Die alte Trennung zwischen Elektrofahrzeug und traditionellem Auto ist ebenfalls deutlich verschwommener geworden. Fast jeder große Autohersteller investiert weiterhin Kapital in die Elektrifizierung. Was sie jetzt unterscheidet, ist nicht wirklich, ob sie an EVs glauben – es ist, wie viel sie bereit sind, weiter auszugeben, während der Preisdruck beißt und die Wachstumsraten unter den Tabellenkalkulations-Annahmen liegen.

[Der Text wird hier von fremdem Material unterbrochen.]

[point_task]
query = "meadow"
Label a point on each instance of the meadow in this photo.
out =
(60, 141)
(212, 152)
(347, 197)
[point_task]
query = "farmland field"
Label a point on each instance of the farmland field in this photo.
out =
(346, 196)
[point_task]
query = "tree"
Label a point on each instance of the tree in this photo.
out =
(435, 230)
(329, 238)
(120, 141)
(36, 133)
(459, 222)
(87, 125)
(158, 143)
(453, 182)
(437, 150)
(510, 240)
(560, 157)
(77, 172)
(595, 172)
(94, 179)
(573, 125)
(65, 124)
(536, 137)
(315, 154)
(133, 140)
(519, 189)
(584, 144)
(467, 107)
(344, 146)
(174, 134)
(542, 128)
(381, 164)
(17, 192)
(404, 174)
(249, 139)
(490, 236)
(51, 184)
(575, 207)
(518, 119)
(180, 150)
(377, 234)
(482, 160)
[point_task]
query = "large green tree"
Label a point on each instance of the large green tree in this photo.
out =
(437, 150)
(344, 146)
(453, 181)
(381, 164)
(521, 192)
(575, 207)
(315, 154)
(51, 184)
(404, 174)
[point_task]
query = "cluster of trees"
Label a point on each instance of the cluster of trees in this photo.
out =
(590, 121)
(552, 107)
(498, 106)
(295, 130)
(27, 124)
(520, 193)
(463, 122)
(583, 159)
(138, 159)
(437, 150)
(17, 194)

Wer versucht, Tesla gegen Ford zu handeln, trifft im Wesentlichen eine Entscheidung zu diesem Argument. Das Paar funktioniert als Automobilsektor-Vergleich zwischen Unternehmen, die auf dem Zeitstrahl sehr unterschiedlich positioniert sind – eines handelt auf das, was irgendwann gebaut werden könnte, das andere auf das, was gerade jetzt mit dem tatsächlich vorhandenen Geld gebaut wird.
Teslas Geschichte ist nicht vorbei. Wenn autonomes Fahren oder Robotik beginnt, echte kommerzielle Traktion zu erzeugen, findet die Prämie ihre Rechtfertigung ziemlich schnell wieder. Aber der Markt hat sich eindeutig dahin verschoben, einige Beweise zu wollen, bevor er diese Prämie zurückgibt. Das bloße Versprechen reicht nicht mehr ganz aus.
Das ist es, was die Debatte über Rentabilität vs. Wachstumsaktien wieder in den Mittelpunkt dieser Branche gerückt hat – und genau deshalb ist es lohnenswert, der Ford-Rentabilitätsstrategie Aufmerksamkeit zu schenken, unabhängig davon, was mit Fords eigenem Aktienkurs passiert.